Because of the importance of sales and revenue to business, the subject of customer acquisition is one of the most-studied topics in business. Whether one calls is marketing, growth hacking, or even just salesmanship, it is one of the most important subjects to any business owners. Although I am certainly not the most knowledgable expert in this area, a lifetime of working in early stage, high-growth tech companies has provided me with some practical experience that others might find useful.
The science of customer acquisition starts with understanding buyer behavior. Buyers do not make instant buying decisions. They go through a series of steps that lead them to the conclusion that they must purchase something, and then they purchase. In general, these steps can take many forms, but abbreviated version is as follows:
- Recognition of Problem
- Decision to Resolve Problem
- Search for Solutions
This is an extremely oversimplified list since Step 3: The Search for Solutions, can take weeks, months, or even years, depending on the solution being purchased. And it is in Step 3 where we will focus most of our time in this paper.

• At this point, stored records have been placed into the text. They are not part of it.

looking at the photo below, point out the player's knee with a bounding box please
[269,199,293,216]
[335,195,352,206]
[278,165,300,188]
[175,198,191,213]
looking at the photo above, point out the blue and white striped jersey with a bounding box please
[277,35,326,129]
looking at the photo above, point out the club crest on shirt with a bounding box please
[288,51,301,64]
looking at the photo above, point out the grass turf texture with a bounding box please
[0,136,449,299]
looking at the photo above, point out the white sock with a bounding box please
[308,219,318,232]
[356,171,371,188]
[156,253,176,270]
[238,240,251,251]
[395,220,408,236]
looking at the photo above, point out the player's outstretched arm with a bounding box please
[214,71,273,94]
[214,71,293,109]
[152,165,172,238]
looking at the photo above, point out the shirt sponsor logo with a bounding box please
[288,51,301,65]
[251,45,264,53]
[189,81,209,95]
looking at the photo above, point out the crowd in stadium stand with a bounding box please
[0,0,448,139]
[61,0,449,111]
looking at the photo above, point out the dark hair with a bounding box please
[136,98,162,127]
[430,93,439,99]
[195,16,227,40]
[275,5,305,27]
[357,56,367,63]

However, for now let’s walk through this high-level list to understand what takes place at each step.
In Step 1: Recognition of Problem, the buyer becomes aware that he has a problem. In many cases the problem is patently obvious, such as when a printer cartridge runs dry. In others, a problem may exist for years without recognition. The pervasive consumer marketing of drug companies that simply describe symptoms are designed to help potential buyers recognize health problems. By helping buyers recognize their problems and then encouraging them to talk to their doctors (who can provide a solution), drug companies increase the demand for their product buy putting people into the top of their sales funnel.
In Step 2: Decision to Resolve Problem, the buyer transitions from awareness of the problem to an action state in which he decides to solve it. The time between recognition of a problem to deciding to resolve the problem can vary considerably depending on the type of problem or product.
In Step 3: Search for Solutions, the buyer undertakes a research effort aimed at solving his problem. In most situations, the Search for Solutions is the most extensive of all the steps, and usually consists of many sub-steps. We will cover this step more fully later, but for now, just understand that the primary activity of the buyer is seeking information.
It is also important to note at this time that not all of the potential buyers that started with Step 1 will continue through the entire process to the final purchase step. If a buyer cannot get the information needed in Step 3 that suggests a solution, for example, they might give up and drop out of the funnel. It is our goal, as customer acquirers, to prevent this from happening.
In Step 4: Purchase, the buyer moves from a search action to a purchase action. This is the step where the buyer actually gets the cash, or takes out the credit card, or clicks “Purchase” on the web site. Now clearly this is a great place to be if you are selling products, but even at this late step, things can go wrong and the sale can be lost. If, at the time of purchase, the price doesn’t match what the buyer was expecting, the buyer might re-evaluate their decisions and decide against his current course of action. An accidental endorsement of another product by the salesperson might sow return an uncertain buyer to the Search for Solutions step. A credit card might be declined. Or, as I have personally seen happen, international buyers unfamiliar with US prices might balk when having to convert to their local currencies.
Now as I mentioned, this is a simplified funnel, and in future posts I will expand on funnel considerably.